Von Heidemarie Klabacher
Es ist ein eigenwilliges Szenario am Rande irgendeines Abgrundes. Seltsame Rituale scheinen den Überlebenden irgendeiner Katastrophe Halt zu geben. Es geht befremdlich, dennoch irgendwie heiter zu.
Seit der Uraufführung 1996 in Frankfurt am Main tourt das „Ensemble Modern“ mit dem Musiktheater „Schwarz auf Weiß“ durch die Zeitgenössische Musik-Szene. In der Intimität des Landestheaters kommen sie einem sehr nahe, die Musikerinnen und Musiker des „Ensemble Modern“ in ihrer altmodischen Kleidung, mit ihren Tennis- und Federbällen, Posaunendämpfern und Schatten. Vor allem mit ihren Schatten, die die Menschen zu verdrängen scheinen. Weiße Bahnen im Hintergrund sind die Projektionsfläche für desolate Räume und Gebäude, vor allem aber Spielfläche für die ins Bedrohliche wachsenden Schatten von Menschen und Instrumenten.
Mit größter Behutsamkeit packt eine Musikerin ein Koto aus, stimmt die Saiten, setzt die Bünde, spielt einige Töne.
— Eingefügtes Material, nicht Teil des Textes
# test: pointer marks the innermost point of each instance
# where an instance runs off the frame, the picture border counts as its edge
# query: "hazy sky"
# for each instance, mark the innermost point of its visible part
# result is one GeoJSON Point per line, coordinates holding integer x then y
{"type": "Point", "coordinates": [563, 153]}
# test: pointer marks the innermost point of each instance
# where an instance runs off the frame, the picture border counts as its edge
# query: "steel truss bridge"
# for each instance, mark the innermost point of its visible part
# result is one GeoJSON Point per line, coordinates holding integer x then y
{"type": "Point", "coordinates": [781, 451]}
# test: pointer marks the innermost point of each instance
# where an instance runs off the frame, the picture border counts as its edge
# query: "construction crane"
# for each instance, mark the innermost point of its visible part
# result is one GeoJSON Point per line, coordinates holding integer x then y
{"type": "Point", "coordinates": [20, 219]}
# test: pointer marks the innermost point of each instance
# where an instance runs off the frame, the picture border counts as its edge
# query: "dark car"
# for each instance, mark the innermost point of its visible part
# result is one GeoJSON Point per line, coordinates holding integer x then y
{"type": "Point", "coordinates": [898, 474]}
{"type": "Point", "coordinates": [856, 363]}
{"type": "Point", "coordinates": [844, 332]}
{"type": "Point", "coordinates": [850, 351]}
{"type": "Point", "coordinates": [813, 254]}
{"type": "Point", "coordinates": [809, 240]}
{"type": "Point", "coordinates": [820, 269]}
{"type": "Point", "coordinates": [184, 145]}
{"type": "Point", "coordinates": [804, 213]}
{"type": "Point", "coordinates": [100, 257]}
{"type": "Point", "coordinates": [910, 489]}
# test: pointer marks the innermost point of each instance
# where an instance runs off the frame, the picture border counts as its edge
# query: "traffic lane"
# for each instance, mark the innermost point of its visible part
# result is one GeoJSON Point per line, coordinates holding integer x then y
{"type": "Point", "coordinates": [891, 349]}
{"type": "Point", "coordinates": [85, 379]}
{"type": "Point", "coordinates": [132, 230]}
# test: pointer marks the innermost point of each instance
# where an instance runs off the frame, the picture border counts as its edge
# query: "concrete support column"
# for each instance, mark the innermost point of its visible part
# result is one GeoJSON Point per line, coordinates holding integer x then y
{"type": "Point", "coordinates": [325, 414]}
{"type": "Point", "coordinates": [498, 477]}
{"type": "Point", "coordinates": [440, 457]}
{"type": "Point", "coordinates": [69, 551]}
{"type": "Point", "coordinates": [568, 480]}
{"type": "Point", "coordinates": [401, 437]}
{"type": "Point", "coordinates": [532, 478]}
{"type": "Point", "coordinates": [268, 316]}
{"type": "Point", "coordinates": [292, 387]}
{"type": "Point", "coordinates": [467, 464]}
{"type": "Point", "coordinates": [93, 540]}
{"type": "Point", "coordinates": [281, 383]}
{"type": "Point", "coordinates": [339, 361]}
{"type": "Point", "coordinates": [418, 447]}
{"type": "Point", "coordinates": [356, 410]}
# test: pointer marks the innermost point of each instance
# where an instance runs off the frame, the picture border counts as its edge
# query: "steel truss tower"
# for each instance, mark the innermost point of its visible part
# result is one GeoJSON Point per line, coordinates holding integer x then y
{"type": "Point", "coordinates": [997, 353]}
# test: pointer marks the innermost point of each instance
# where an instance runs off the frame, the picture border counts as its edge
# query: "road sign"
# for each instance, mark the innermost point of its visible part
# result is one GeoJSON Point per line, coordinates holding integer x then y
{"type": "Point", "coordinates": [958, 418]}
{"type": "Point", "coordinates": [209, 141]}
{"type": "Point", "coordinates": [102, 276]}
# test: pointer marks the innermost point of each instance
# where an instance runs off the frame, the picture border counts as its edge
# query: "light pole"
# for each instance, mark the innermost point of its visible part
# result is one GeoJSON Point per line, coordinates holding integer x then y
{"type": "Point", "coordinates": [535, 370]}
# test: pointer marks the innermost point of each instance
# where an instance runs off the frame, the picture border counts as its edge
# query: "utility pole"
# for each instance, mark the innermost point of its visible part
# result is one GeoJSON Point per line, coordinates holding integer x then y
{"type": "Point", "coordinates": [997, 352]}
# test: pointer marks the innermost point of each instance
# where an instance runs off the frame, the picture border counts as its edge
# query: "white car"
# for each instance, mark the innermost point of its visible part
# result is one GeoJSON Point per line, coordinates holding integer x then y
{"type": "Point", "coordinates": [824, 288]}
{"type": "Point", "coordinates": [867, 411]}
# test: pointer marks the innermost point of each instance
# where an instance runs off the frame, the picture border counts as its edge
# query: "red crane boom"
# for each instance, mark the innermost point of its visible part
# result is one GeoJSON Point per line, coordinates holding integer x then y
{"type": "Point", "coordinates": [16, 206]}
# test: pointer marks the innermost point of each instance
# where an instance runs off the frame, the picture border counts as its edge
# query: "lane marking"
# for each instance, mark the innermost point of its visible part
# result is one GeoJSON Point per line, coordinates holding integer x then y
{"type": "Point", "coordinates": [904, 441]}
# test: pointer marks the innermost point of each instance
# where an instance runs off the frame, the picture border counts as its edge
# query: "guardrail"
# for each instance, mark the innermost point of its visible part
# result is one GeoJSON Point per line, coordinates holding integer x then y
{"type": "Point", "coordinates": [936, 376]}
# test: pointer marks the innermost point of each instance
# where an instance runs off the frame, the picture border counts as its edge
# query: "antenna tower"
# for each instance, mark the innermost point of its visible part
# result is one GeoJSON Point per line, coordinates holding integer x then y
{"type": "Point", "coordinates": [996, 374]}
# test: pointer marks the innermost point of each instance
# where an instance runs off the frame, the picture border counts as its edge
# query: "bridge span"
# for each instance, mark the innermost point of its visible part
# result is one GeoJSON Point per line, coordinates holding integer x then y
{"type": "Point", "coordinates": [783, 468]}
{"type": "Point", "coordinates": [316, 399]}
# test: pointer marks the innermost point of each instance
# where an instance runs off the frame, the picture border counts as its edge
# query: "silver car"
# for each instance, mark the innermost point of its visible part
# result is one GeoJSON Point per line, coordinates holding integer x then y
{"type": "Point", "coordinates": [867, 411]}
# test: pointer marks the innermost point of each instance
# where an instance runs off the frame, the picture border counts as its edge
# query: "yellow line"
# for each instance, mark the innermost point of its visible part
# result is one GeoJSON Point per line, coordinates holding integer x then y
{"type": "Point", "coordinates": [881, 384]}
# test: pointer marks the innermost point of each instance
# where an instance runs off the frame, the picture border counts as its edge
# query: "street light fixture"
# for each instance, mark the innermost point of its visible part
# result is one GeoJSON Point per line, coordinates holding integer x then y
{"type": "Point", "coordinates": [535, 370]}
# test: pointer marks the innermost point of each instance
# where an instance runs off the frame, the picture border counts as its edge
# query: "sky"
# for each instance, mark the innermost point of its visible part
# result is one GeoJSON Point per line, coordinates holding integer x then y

Dann streift ein Metallstift vom Schnürboden heruntergelassen sanft über die Saiten. Ebenso akribisch richtet der Flötist einen Campingkocher her, setzt einen Teekessel auf und tritt mit dem Wasserdampf in einen virtuosen Dialog: Dieses Duett des Flötisten mit dem dampfenden Teekessel ganz vorne an der Rampe hat etwas handfest Tröstendes in der unheimlichen, wenn auch nur latent bedrohlichen Atmosphäre.
„Das Jahr war ein Jahr des Schreckens gewesen“, heißt es in der Parabel „Schatten“ von Edgar Allan Poe, einem der Texte, die dem Stück zugrunde liegen. Das Portal, „eine hohe erzerne Pforte“, von dem die Rede ist, steht auch auf der Bühne. Elegant wird es umstürzen. Genau zwischen die schwarzen Bänke, auf denen die Überlebenden irgendeiner Katastrophe ihre Rituale zelebrieren. Heiner Goebels hat mit Jean Kalman und Norbert Ommer (Licht- und Klangregie) ein poetisch-schwebendes Ganzes gewebt.
„Schwarz auf Weiß“ ist seinerzeit vom Komponisten und den Mitgliedern des „Ensemble Modern“ gemeinsam entwickelt worden. Trotz der gut achtzig Aufführungen seit der Urauführung 1996 in Frankfurt wirkt die Produktion lustvoll improvisiert, besticht mit federleichter Selbstironie. Nichts ist zu spüren vom heiligen Ernst, der zeitgenössische Zelebrationen gern begleitet.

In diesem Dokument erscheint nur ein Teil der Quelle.